Ao mesmo tempo que vincou o seu compromisso com a paz, Ossufo Momade também indicou que vai continuar a residir na Serra da Gorongosa enquanto ainda decorrerem as negociações para a "paz efectiva".

Sinal de que a confiança não regressou totalmente, também ontem no final do congresso, a ala militar da Renamo teceu advertências ao governo da Frelimo, condicionando a entrega efectiva das armas ao cumprimento dos acordos concluídos entre o seu líder histórico e o presidente da República.

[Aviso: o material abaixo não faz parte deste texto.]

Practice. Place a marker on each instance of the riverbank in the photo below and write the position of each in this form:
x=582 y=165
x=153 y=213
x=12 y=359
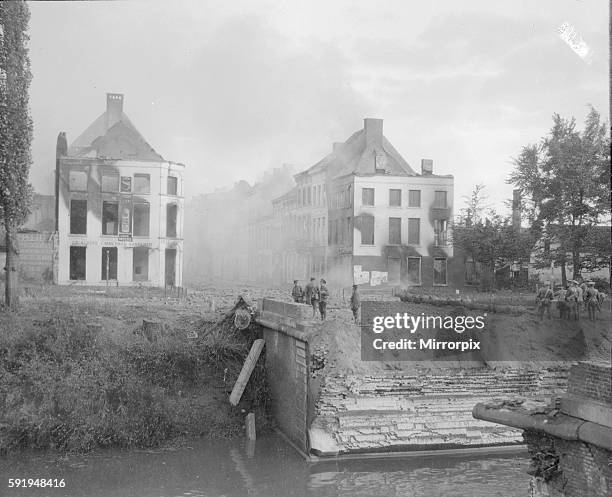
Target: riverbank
x=77 y=372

"Se a Frelimo quer a paz, que aceitem tudo -e tudo mesmo- o que foi acordado", declarou Josef de Sousa, do Estado-maior dos guerrilheiros da Renamo, antes de tecer advertências sobre a tentação de "enganar" o novo presidente do partido. "As consequências, os problemas não vão acabar" disse o dirigente referindo ainda que "não vão aceitar, antes que se conclua tudo". Mais pormenores com Orfeu Lisboa.

Refira-se que ontem no seu último dia de congresso, a agenda da Renamo previa ainda que fossem eleitos o seu conselho nacional, os membros da comissão política nacional, o seu conselho jurisdicional assim como o novo secretário-geral desta que é principal formação de oposição em Moçambique.